A transmissão de energia elétrica no Brasil está enfrentando um problema estrutural, provocado pela falta de investimentos e pela histórica preferência estatal por megalomaníacos projetos de geração de energia.
A despeito dos problemas que podem ser provocados por fenômenos naturais -como o raio que atingiu a subestação de Bauru (SP) na última quinta-feira e gerou um blecaute em dez Estados e no Distrito Federal- , a transmissão de energia no Brasil causa preocupação nas autoridades públicas e privadas ligadas ao setor.
"Vivemos um equilíbrio instável", disse à Folha o ministro Rodolpho Tourinho (Minas e Energia), na noite de sexta-feira.
"O sistema seria mais confiável se fossem feitos mais investimentos em transmissão", reconhece o diretor-geral da entidade privada ONS (Operador Nacional do Sistema Elétrico), Mário Santos, responsável pela gestão do setor elétrico no Brasil.
Os números de investimento reforçam a preocupação do governo e do ONS. A Eletrobrás, holding estatal do setor elétrico, deveria ter investido R$ 3,6 bilhões no ano passado (em transmissão, geração e distribuição).
Mas a política de contenção de gastos determinada pela equipe econômica permitiu que a estatal investisse R$ 2,8 bilhões em 1998 (uma redução de 22% em relação à previsão inicial).
Até 2001, o Ministério das Minas e Energia estima que serão necessários R$ 30 bilhões em investimentos para garantir uma maior tranquilidade no setor elétrico.
O ministro Rodolpho Tourinho admite que a União não tem essa capacidade de investimento. "Não temos esse dinheiro", afirma o ministro. De acordo com os planos da Eletrobrás, os investimentos específicos na área de transmissão estão estimados em R$ 6,1 bilhões -ou um quinto da situação ideal imaginada pelo Ministério das Minas e Energia.

Megalomania
Mário Santos, do ONS, lembra que o governo sempre preferiu investir em chamativos projetos de geração de energia, o que fez o Brasil ter hoje as usinas hidrelétricas de Itaipu (a maior capacidade de produção do mundo) e Serra da Mesa (cujo lago possui o maior volume de água de todo o mundo).
"A transmissão nunca foi priorizada porque o governo entendia que essa atividade não era rentável, mas uma decorrência das unidades de geração", avalia Santos, que antes de dirigir o ONS era vice-presidente da Eletrobrás.
Para ele, esse entendimento do governo irá mudar com a privatização da estatal, que está sendo desmembrada em unidades geradoras e transmissoras -apenas as geradoras serão vendidas em um primeiro momento.
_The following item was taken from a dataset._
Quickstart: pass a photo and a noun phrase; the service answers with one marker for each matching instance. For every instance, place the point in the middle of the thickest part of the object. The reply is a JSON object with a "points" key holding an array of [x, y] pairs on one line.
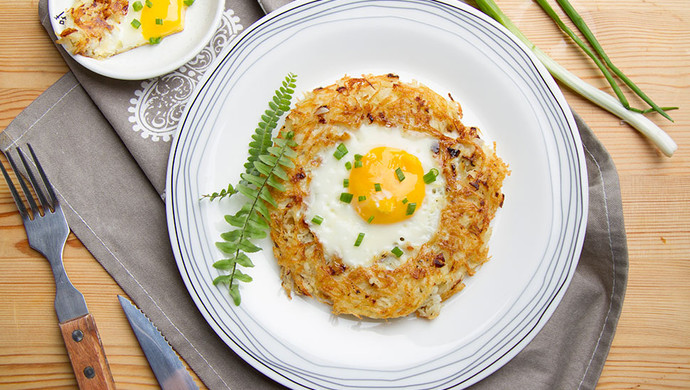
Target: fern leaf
{"points": [[263, 169]]}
"Com a cisão da Eletrobrás, o governo está vendo que a transmissão é uma atividade rentável como as demais, pois as novas empresas que estão sendo criadas demonstram que é possível obter uma boa receita com a transmissão de energia", diz o diretor do ONS.
A inevitável carência de recursos por parte da União está reforçando a idéia de privatizar a malha de transmissão, o que não está previsto no modelo de desestatização do setor elétrico inicialmente desenhado pelo governo.
O ministro Rodolpho Tourinho é um entusiasta dessa idéia. "O sistema de transmissão deve ser privatizado, pois o governo não tem dinheiro para investir no serviço e não vai ter condições de bancar as expansões necessárias", afirmou.